DISCO RISCADO
Gostava de poder dizer-te que tudo permanece intacto tal e qual o cristalizaste na memória, sempre a mesma velha história dos tempos bons como os viveste enquanto tudo parecia tão simples para ti.
Um disco gasto, riscado pela agulha que insistes colocar sempre no mesmo lugar que é a única referência capaz de te transmitir a ilusão de uma proximidade que só nesse teu tempo tão antigo existiu. Fotos a preto e branco de momentos normais que são os dias especiais que deixaste algures de cultivar, perdido noutro lugar onde a tua lembrança se perdeu por caminhos que te afastaram de muito daquilo que, dizes agora, te fazia sentir feliz.
Vives agora numa outra dimensão, tão distante que já nem mesmo a ilusão consegue alcançar.
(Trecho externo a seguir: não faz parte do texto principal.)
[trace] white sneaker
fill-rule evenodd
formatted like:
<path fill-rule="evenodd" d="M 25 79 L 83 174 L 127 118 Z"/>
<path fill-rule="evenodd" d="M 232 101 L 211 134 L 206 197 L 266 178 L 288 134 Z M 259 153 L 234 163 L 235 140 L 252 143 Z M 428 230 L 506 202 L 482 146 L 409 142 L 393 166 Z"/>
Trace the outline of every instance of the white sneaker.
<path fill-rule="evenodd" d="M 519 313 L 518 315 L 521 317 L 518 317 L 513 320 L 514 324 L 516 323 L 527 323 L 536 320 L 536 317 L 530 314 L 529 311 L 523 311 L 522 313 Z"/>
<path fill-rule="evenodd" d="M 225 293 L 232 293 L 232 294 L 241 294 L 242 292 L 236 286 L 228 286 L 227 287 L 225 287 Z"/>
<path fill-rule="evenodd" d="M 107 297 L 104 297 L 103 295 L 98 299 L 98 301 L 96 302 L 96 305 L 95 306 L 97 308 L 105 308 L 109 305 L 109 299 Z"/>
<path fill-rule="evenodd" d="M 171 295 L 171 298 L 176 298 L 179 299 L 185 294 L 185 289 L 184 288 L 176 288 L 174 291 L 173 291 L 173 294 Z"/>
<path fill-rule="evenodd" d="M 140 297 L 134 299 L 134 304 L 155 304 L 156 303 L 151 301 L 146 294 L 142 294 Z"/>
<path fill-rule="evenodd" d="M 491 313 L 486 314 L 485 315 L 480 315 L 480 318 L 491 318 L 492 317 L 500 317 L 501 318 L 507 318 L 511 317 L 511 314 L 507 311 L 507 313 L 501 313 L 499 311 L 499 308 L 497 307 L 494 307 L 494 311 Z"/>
Vives agora num outro lugar onde apenas te resta o conforto das recordações cada vez mais difusas, das emoções estapafúrdias porque dedicadas a alguém que deixaste de conhecer quando deitaste tudo a perder com o desmazelo que te arrastou para longe, como o mar o faz aos corpos estranhos, mergulhado em enganos que a tua mente inventou para preencher os espaços em branco que o teu coração acumulou.
Perdido numa ilha deserta onde te refugias agora de tudo a que a realidade não te poupou, sempre que te viste forçado a pousar os dois pés no chão que pisas sem cuidares, como sempre, de acautelar o que de mais importante deveria existir para ti.
Ausente, sempre mais e mais distante a bordo desse tempo que vives em constante repetição e há muito perdeu o sentido que ainda hoje tentas atribuir ao pouco que consegues sentir nos intervalos desse teu coma emocional.
Gostava de poder dizer-te que apesar de tudo quanto correu mal existe uma porta de saída para uma qualquer forma de reconciliação. Mas infelizmente não. Cuidaste até de transmitir como legado, a herança que negas, esse teu triste fado que empurras para as costas dos outros com a leviandade de quem não reconhece culpas e se enclausura numa cadeia de certezas absolutas que te anestesiam a consciência quando enfrentas a consequência inevitável, esta distância incontornável que aumentas a cada passo que dás enquanto tentas olhar para trás em busca de uma bóia de salvação, com a praia mesmo ali.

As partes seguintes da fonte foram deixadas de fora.